Time will tell with adolescents, but the vast majority of bariatric surgery adults do. Price of St. Luke’s said that, in Louisiana, “anecdotally, my young patients almost universally did very well.”
“They are motivated to fit in socially,” he said.
“They do have very good weight loss and they tend to keep it off.”Marissa Nemechek, 21, of Overland Park, had bariatric surgery at age 17 at the Weight Loss Surgical Center, where her father is an executive.
“I’d been overweight since I was 8 years old,” she explained.
“I just ate when I was bored or lonely or whatever. I had somewhat of an addictive personality, especially with food, and it got to the point where by the time I was 17, I was 230 pounds.”She now weighs about 145 and said that, indeed, there are ways to regain weight after surgery.
Primarily it is by
“grazing,” continuously eating small amounts of high-fat or high-calorie foods, such as candy or alcohol or milk shakes that pass through the smaller stomach quickly without filling it up, and add weight.
But mostly, said Nemechek and others, the smaller stomach offers a kind of negative feedback and disincentive to overeating. It fills up fast.
“If you overeat, it can make you sick,” Nemechek said. “It’s not like vomiting. It’s like spitting up.”
Carbohydrates such as bread and pizza and rice tend to bloat the stomach uncomfortably, Kayleena said. She stays away from them and sticks to the recommended diet, which she said always begins with protein.
During a break in her softball game, she tossed the bread from a sandwich and ate the ham and cheese.
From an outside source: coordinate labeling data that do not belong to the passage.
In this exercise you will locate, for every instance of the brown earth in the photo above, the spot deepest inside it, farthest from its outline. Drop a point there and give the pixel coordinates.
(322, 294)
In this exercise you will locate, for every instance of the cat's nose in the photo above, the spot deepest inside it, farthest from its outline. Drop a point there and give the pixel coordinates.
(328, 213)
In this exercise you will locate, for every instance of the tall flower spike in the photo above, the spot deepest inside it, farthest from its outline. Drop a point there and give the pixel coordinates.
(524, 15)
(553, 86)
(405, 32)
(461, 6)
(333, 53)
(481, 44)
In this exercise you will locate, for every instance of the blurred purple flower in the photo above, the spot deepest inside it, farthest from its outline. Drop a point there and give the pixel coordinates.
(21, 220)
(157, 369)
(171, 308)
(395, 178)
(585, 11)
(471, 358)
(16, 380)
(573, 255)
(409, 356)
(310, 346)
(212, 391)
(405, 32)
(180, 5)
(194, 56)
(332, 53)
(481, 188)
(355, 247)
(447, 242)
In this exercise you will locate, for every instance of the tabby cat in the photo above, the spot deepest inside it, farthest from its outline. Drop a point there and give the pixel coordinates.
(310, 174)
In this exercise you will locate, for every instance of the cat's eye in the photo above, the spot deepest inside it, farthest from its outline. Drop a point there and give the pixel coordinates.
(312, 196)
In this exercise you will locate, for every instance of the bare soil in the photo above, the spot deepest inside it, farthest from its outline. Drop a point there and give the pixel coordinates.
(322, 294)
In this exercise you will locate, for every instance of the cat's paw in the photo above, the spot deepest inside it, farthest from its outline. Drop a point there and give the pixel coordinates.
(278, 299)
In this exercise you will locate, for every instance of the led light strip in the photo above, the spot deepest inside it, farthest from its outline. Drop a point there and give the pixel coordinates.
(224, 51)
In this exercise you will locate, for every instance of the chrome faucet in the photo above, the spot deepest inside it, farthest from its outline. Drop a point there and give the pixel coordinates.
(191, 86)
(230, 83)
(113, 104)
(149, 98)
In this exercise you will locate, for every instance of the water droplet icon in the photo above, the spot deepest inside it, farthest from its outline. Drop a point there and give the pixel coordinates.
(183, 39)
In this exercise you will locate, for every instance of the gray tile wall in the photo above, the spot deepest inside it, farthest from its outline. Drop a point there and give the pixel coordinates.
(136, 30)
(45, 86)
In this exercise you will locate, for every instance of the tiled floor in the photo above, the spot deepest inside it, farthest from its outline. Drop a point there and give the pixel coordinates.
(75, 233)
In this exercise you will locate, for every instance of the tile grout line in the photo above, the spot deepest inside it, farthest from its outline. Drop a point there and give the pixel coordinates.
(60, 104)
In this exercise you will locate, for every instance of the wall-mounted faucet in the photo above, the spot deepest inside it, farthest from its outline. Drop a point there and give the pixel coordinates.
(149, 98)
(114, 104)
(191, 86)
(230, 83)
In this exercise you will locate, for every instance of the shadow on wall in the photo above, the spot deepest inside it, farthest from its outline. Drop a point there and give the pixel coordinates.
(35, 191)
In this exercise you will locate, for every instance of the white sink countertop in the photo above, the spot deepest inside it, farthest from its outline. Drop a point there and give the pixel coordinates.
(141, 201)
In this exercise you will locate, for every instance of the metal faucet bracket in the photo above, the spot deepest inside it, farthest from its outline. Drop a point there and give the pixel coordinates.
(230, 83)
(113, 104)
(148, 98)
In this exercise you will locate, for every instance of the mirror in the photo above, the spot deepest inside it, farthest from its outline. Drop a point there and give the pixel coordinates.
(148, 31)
“Sometimes I eat half an egg and I’m full,” she said.Many bariatric surgery patients also take supplemental vitamins and minerals that they are no longer getting in their diet or are not being absorbed. Plus, they go to monthly support groups to stay on track.
If Kayleena has any cautions regarding the surgery, it would be not to have unrealistic expectations, she said.
Weight comes off, but it is not miraculous — about 10 to 15 pounds a month in the first several months and then about five pounds a month afterward.
“I want to lose about 20 more,” she said. “I lose sometimes a pound or two a week. It slows down.”
Which is OK by her.As it may be for her little brother, Kayson, 11, who is being teased and is already battling obesity, when he is old enough to have the surgery himself. His grandfather said he would pay. But if Kayson had his way, the surgery would come a lot sooner than age 15 or 16.